Sign of the (increasingly prosperous) times: China has staged its first international racing regatta, the China Cup on Oct 19-21. Yachting needs monied entrepreneurs even more than it needs water. It is a rich man’s sport and 20 of the 62 participating teams were from China.
It is only two years since Jianmin Qui, chairman of Shenzhen Deren Electronic, and Wu Yi, chairman of Microlab Technology, bought the first racing yacht in China. Last year, a Chinese sponsored team competed in the America’s Cup, the sport’s elite competition. China is getting serious about sailing.
Interesting question posed by John Plender in the FT a couple of days ago : Is the credit crunch a prelude to a crash in China?

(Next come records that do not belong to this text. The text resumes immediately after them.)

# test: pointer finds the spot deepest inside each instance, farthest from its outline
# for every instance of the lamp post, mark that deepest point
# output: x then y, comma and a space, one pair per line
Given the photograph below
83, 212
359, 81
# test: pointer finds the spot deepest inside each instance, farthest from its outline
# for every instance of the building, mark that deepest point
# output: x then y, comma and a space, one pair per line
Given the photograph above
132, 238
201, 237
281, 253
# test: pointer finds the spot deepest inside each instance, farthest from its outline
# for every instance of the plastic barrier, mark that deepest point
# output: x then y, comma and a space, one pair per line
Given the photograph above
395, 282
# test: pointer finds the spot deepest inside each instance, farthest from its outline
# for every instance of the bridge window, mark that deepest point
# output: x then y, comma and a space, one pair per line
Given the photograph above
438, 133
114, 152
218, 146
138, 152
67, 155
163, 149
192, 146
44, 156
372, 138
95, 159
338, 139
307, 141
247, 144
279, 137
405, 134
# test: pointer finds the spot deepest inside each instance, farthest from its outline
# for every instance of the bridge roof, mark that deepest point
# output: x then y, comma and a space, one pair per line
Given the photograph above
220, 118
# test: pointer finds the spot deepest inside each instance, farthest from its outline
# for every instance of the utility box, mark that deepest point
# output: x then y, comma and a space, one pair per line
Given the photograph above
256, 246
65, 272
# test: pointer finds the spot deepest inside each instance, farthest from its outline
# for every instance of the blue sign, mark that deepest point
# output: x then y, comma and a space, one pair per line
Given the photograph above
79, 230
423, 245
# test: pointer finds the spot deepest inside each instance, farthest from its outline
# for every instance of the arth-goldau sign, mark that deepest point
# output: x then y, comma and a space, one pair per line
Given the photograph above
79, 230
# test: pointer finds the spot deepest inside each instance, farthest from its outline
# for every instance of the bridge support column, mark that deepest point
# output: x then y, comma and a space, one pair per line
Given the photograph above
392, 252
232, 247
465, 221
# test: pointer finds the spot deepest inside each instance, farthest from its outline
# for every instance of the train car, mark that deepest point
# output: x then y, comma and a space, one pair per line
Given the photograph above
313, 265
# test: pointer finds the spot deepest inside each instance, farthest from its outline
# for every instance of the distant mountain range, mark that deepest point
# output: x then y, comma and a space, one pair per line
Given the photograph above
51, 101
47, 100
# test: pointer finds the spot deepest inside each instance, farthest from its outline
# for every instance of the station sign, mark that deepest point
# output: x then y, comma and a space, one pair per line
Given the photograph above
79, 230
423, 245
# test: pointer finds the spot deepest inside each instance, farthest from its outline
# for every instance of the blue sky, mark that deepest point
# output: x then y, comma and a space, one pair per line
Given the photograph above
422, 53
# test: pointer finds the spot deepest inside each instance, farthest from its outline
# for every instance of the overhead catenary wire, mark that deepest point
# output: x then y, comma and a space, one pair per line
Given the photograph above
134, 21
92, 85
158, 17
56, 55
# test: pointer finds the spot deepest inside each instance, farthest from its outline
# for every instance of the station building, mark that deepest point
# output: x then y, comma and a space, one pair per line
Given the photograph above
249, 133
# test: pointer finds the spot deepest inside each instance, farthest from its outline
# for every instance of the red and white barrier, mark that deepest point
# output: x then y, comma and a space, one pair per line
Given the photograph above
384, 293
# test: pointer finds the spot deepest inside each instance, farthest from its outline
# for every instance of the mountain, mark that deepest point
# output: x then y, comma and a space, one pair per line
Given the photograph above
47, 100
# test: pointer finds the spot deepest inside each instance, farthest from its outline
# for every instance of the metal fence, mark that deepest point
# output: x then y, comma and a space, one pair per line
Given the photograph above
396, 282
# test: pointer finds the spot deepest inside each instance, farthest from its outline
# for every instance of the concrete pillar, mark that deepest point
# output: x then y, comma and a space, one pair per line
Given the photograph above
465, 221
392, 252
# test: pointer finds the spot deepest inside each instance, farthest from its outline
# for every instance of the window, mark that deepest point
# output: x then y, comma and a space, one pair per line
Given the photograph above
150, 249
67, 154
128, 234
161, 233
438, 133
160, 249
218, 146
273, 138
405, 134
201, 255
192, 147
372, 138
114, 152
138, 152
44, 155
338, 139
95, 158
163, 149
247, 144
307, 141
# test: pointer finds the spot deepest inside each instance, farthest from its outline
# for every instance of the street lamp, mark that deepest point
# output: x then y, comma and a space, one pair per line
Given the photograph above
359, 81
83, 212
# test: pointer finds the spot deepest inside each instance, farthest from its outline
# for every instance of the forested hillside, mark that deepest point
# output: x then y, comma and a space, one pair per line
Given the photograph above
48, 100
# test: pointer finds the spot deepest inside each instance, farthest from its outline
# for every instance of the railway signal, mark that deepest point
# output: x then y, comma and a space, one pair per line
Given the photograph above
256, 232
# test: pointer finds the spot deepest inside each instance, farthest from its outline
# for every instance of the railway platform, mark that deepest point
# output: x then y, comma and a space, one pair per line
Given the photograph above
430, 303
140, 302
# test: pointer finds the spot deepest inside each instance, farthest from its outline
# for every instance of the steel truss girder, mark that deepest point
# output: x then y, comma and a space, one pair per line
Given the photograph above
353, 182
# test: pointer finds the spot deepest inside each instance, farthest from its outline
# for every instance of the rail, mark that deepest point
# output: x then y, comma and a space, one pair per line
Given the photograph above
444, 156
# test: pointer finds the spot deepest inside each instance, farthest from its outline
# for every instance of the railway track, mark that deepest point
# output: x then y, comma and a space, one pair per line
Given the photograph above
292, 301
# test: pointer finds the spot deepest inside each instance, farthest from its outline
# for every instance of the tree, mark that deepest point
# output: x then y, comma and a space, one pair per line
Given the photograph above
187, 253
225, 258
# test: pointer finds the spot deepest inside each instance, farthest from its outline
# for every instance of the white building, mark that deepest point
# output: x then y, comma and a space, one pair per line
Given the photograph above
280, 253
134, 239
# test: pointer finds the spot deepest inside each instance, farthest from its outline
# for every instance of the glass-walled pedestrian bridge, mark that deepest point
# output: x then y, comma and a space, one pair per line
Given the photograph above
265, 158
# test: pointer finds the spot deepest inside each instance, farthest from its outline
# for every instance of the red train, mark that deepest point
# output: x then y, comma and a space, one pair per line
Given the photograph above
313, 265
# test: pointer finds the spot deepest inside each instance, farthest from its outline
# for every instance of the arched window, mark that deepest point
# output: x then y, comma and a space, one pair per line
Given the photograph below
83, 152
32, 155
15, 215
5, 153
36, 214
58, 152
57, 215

History suggests, Plender argues, that it could well be. He says that the credit crunch is a symptom of the liquidity bubble in China — a hiccough in a huge global recycling of liquidity that is the markets’ response to huge macro-economic imbalances.
China is still at an early stage of development, it may be a case of many bubbles and many crashes. The only question is whether the impact is felt globally, as in 1929, or mainly domestically, as with Japan in the 1990s. The longer policy remains inflexible, the greater the likelihood of a global backwash.
In this anniversary month of some of the great market crashes — 1929, 1987 — this piece provides a reality check to the soaring prices on the Shanghai stock exchange and runaway growth in the economy.